Metadata-Version: 2.0
Name: empythy
Version: 0.9.1
Summary: An off-the-rack NLP sentiment classifier- upload your own corpus or use the pre-installed ones
Home-page: https://github.com/ClimbsRocks/EmpathyMachines
Author: Preston Parry
Author-email: ClimbsBytes@gmail.com
License: MIT
Keywords: machine learning,data science,NLP,natural language processing,sentiment,sentiment analysis,sentiment prediction,twitter corpus,twitter,tweets corpus,movie reviews corpus,NLTK,automated machine learning
Platform: UNKNOWN
Classifier: Development Status :: 3 - Alpha
Classifier: Intended Audience :: Developers
Classifier: Topic :: Scientific/Engineering :: Artificial Intelligence
Classifier: License :: OSI Approved :: MIT License
Classifier: Programming Language :: Python :: 2
Classifier: Programming Language :: Python :: 2.7
Requires-Dist: nltk
Requires-Dist: scikit-learn

# empathyMachines
> A standalone NLP sentiment classifier you can import as a module

## Purposes

1. Offer a batteries-included NLP classifier you can use either on it's own, or to make sentiment predictions as part of a broder NLP project (for example, when classifying customer messages, whether the customer is angry or not might help you determine if this is a compensation request, or a request to adjust their address.)
1. Have the entire sentiment prediction process scaffolded so you can feed in your own training corpus, and easily train an NLP sentiment classifier.

## How to use

1. `pip install empythy`
1. `from empythy import EmpathyMachines`
1. `nlp_classifier = EmpathyMachines()`
1. `nlp_classifier.train()`
1. `nlp_classifier.predict(text_string)`

### Corpora included

#### NLTK Movie Reviews
The classic sentiment corpus, 2000 movie reviews already gathered by NLTK.

#### Assembling a custom Twitter sentiment corpus
[CrowdFlower](http://www.crowdflower.com/data-for-everyone) hosts a number of Twitter corpora that have already been graded for sentiment by panels of humans.

I aggregated together 6 of their corpora into a single, aggregated and cleaned corpus, with consistent scoring labels across the entire corpus.

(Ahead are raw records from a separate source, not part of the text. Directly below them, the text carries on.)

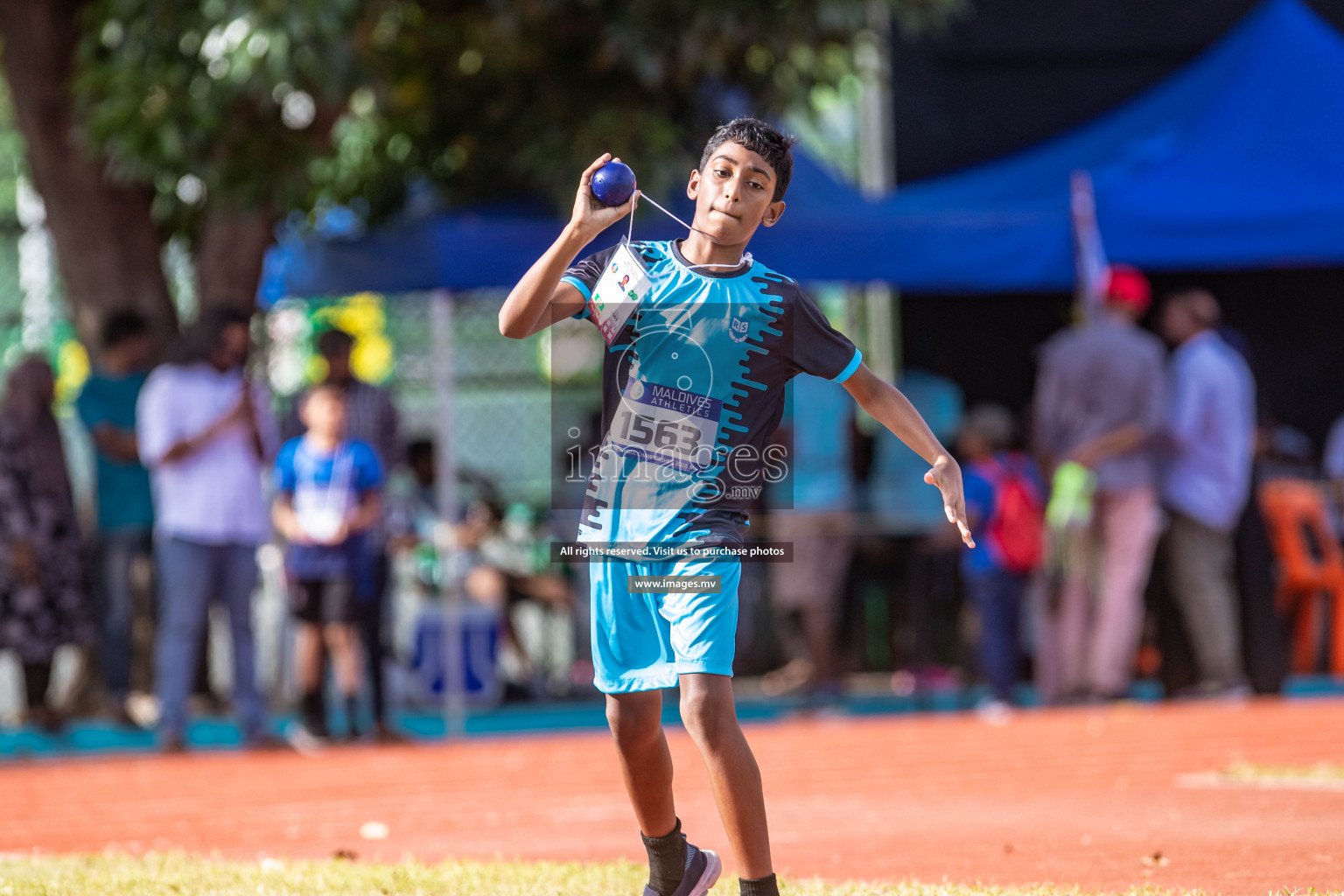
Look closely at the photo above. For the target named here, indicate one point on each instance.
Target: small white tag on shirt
(621, 288)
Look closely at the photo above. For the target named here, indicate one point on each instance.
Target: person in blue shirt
(701, 344)
(998, 571)
(107, 406)
(328, 496)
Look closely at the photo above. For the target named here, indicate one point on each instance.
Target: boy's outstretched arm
(541, 298)
(894, 410)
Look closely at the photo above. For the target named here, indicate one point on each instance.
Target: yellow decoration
(371, 359)
(72, 369)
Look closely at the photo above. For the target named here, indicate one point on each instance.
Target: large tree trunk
(108, 248)
(230, 248)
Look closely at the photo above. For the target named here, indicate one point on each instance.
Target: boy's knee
(634, 720)
(709, 715)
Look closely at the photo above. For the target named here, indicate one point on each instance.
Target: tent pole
(878, 176)
(445, 492)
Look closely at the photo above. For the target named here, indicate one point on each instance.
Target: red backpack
(1016, 524)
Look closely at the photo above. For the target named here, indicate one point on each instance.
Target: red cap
(1128, 286)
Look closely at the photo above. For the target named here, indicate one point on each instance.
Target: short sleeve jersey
(124, 496)
(340, 479)
(692, 393)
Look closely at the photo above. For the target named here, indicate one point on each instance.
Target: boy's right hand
(591, 216)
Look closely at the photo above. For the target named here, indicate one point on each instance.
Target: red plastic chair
(1311, 567)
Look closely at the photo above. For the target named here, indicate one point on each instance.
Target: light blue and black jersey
(692, 393)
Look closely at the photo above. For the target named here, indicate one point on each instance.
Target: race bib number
(622, 285)
(667, 426)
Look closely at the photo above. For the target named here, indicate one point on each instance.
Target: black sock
(37, 679)
(667, 860)
(760, 886)
(353, 715)
(313, 712)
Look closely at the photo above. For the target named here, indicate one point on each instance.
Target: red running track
(1068, 797)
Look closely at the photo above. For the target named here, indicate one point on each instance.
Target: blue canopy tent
(1233, 163)
(494, 246)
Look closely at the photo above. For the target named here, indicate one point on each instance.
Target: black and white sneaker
(702, 872)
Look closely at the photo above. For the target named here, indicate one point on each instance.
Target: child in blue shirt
(328, 494)
(1004, 507)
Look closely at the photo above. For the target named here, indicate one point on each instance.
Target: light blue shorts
(644, 641)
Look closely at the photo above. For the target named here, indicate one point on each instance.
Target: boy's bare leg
(344, 652)
(308, 657)
(636, 720)
(711, 719)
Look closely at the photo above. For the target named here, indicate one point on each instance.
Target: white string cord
(745, 260)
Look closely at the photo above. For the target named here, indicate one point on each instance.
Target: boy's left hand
(947, 476)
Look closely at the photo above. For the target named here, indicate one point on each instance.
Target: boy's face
(324, 414)
(734, 195)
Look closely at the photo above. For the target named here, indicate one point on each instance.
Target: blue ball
(613, 183)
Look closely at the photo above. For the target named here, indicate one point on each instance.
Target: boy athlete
(692, 389)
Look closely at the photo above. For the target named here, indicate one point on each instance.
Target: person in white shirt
(1210, 437)
(206, 434)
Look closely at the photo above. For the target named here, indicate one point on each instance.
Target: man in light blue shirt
(107, 407)
(1206, 481)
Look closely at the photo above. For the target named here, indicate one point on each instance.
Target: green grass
(1321, 771)
(178, 875)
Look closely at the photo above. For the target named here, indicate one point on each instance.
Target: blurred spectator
(1334, 457)
(125, 508)
(43, 601)
(922, 551)
(819, 524)
(1206, 482)
(501, 564)
(327, 500)
(1100, 404)
(205, 431)
(1005, 508)
(370, 418)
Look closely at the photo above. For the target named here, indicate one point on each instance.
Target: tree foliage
(298, 103)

The cleaned corpus contains over 45,000 documents, with positive, negative, and neutral sentiments.


### Train on your own corpus

Feel free to train a classifier on your own corpus!

Two ways to do this:
1. Read in a .csv file with header row containing "sentiment", "text", and optionally, "confidence"
    - Pass the name of the .csv file to train, like so:
    - `nlp_classifier.train(corpus='custom', corpus_path='path/to/custom/corpus.csv')`
1. Pass in an array of Python dictionaries, where each dictionary has attributes for "sentiment", "text", and optionally, "confidence"
    - `nlp_classifier.train(corpus='custom', corpus_array=my_array_of_texts)`
    - Two important parts to this, both `corpus='custom'`, and `corpus_array=my_variable_holding_the_documents`.

### Advanced Usage
1. `nlp_classifier.train(verbose=False)` to turn off print status statements while training.
1. `nlp_classifier.train(print_analytics_results=True)` to print out results of training the classifier.